Getis and Ord’s G-statistics
Gi statistics using fixed distance
fips <- order(central_mexico$NOMGEO)
gi.adaptive <- localG(central_mexico_cumu$covid_rate, knn_lw)
mexi_combined_cumu.gi <- cbind(central_mexico_cumu, as.matrix(gi.adaptive))
names(mexi_combined_cumu.gi)[29] <- "gstat_adaptive"tm_shape(mexi_combined_cumu.gi) +
tm_fill(col = "gstat_adaptive",
style = "pretty",
palette="-RdBu",
title = "local Gi") +
tm_borders(alpha = 0.5) + tm_text("NOMGEO", size=0.2) 

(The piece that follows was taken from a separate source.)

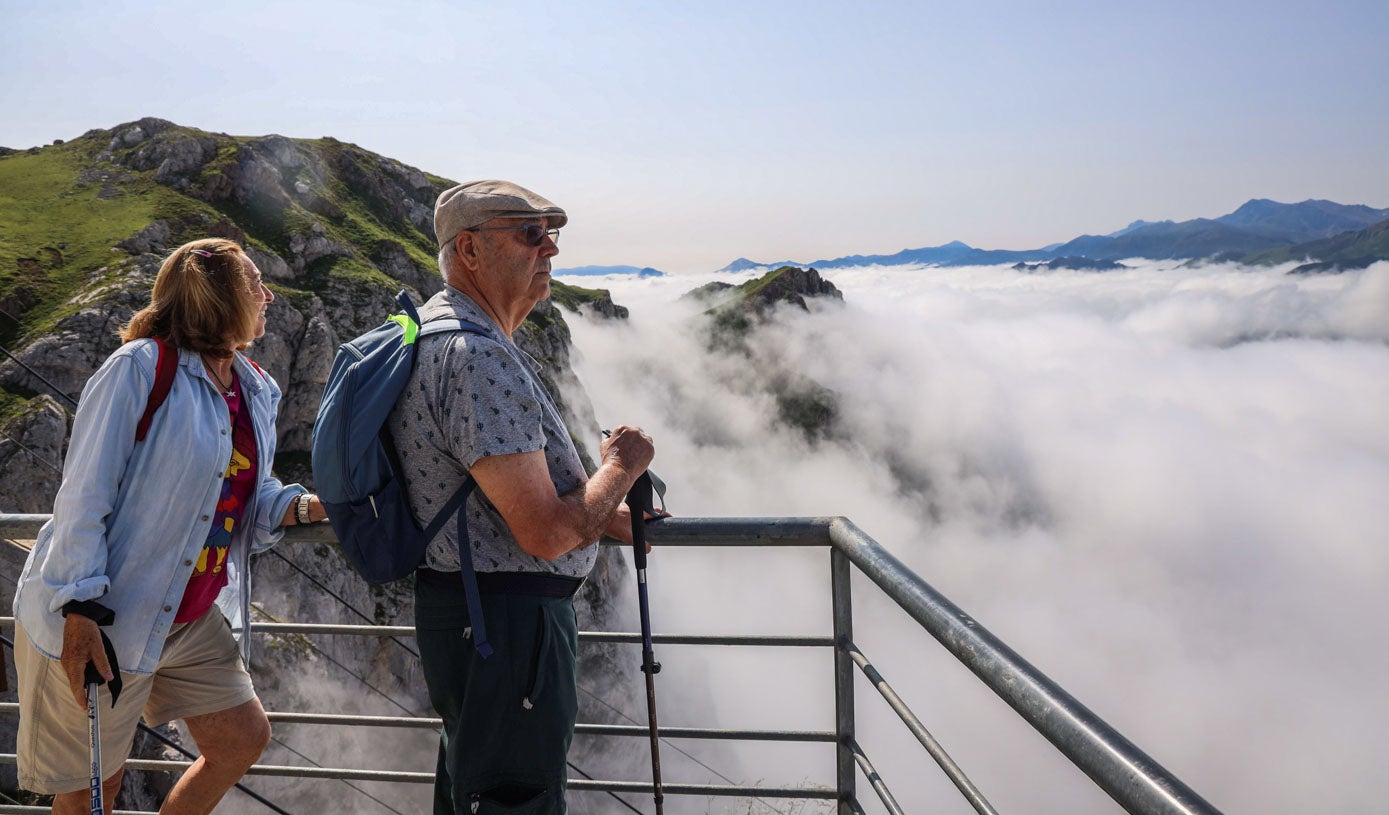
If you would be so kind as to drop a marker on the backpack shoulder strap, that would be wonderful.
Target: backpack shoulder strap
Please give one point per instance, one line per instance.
(164, 370)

From the result above, most of the highlighted areas are in blue and Mexico 09 area tend to have a red colour. This tells me Mexico 09 have higher cluster population than Mexico 15 and 17. Even though Mexico City is small, I can identify that high population lead to high covid 19 rates.
Conclusion
From the Gi Visualisation, the main Covdi19 affected areas are highlighted in red colour. Most of the red areas are from Mexico 09 area. According to the datasets and following visualization, Area (09), Mexico City, has demonstrated a high degree of influence from the COVID-19. As can be seen above, colors describe the weight of GI values and represent whether the highlighted region is a hotspot or a coldspot; red means hotspot, while blue indicates a coldspot. For instance, Area (09) and (15), Mexico City and Mexico State, are indicated as hotspots, due to comparatively higher population in the geographical region than Area (17) - Morelos State. Moreover, Mexico City has the highest population density of the three regions. In other words, there is a correlation between spreading virus and population - and a higher population density can lead to a more critical situation, due to COVID-19.